Очень мне жаль Natalie. Смолянка, деликатнейшее существо... вынуждена торговаться со спекулянтами. А спекулянт нынче лют, свиреп даже. Так и норовит обобрать «интеллихентку под занавеской». У Natalie, к сожалению, уже и прозвище базарное есть. Стесняется она, прикрывает на базаре лицо густой вуалью, «занавеской» по-базарному. А я от музыкального генерала «нигилиста» заработал.

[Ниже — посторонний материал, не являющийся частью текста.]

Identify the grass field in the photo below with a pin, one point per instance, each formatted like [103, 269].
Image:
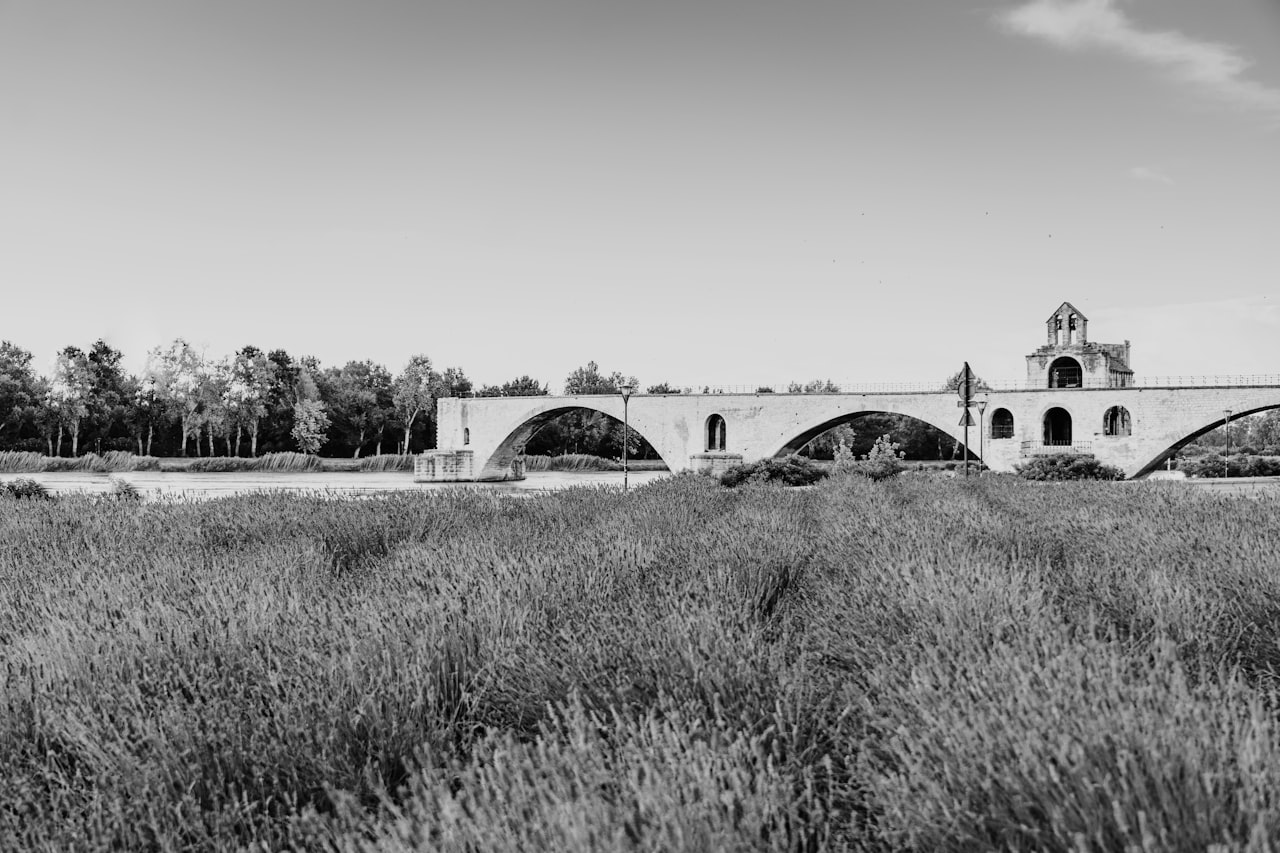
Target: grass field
[910, 665]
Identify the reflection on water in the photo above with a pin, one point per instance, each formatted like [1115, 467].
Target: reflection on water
[205, 486]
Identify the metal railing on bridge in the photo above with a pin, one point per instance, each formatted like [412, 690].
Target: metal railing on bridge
[855, 387]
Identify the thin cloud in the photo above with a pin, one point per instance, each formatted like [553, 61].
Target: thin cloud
[1216, 69]
[1148, 173]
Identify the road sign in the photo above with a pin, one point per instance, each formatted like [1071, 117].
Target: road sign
[965, 382]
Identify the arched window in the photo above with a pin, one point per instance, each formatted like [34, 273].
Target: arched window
[716, 433]
[1116, 422]
[1057, 428]
[1001, 424]
[1065, 373]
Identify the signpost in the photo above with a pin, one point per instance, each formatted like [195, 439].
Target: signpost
[965, 389]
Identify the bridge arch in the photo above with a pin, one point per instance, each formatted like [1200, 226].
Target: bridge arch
[796, 443]
[1057, 424]
[499, 460]
[1116, 422]
[1001, 424]
[1207, 428]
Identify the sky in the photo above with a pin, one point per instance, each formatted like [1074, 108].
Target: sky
[691, 191]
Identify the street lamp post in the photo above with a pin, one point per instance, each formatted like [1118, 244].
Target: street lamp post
[1226, 418]
[626, 391]
[982, 434]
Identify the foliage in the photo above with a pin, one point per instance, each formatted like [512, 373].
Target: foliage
[813, 387]
[522, 386]
[124, 491]
[310, 423]
[881, 463]
[1237, 465]
[414, 393]
[590, 381]
[1068, 466]
[24, 487]
[789, 470]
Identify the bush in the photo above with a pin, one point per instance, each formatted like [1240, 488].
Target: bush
[24, 487]
[790, 470]
[1068, 466]
[1238, 465]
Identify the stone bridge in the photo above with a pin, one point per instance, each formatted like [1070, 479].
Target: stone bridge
[1134, 429]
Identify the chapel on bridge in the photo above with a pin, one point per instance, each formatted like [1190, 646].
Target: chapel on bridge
[1070, 360]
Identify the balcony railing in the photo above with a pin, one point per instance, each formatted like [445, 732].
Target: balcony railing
[1050, 448]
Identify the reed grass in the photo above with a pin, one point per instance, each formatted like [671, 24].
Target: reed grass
[388, 463]
[909, 665]
[110, 461]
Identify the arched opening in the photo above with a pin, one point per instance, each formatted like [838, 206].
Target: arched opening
[1001, 424]
[919, 439]
[1065, 373]
[1215, 437]
[716, 433]
[1057, 428]
[1116, 422]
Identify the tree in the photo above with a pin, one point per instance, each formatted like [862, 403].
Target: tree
[19, 396]
[310, 423]
[590, 381]
[814, 387]
[216, 405]
[109, 396]
[520, 387]
[359, 397]
[414, 392]
[178, 374]
[68, 396]
[144, 411]
[252, 378]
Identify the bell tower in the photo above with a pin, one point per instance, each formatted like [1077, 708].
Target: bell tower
[1070, 360]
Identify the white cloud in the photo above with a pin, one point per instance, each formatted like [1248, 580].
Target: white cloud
[1150, 173]
[1216, 69]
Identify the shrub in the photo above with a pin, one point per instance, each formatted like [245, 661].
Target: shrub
[790, 470]
[882, 463]
[24, 487]
[124, 491]
[1068, 466]
[1238, 465]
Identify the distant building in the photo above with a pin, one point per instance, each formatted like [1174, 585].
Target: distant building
[1070, 360]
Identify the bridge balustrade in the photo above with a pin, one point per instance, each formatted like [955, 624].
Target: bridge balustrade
[1050, 448]
[854, 387]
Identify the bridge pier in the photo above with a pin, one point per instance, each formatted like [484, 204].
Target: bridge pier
[456, 466]
[713, 463]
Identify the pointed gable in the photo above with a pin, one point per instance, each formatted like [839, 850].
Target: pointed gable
[1066, 308]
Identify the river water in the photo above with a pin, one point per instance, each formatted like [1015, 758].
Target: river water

Впрочем, оно так и есть. Может быть, пригодится кратенькое мое жизнеописание гипотетическим исследователям? «Все может быть, все может быть», — так любил говаривать один из героев чеховских.
Итак, кто же все-таки я? На какой стороне баррикад мое место? А может, всего лучше выждать?.. Нет, это недостойно русского дворянина, интеллигента, человека, который всегда считал главным предназначением жизни — служение отечеству, народу.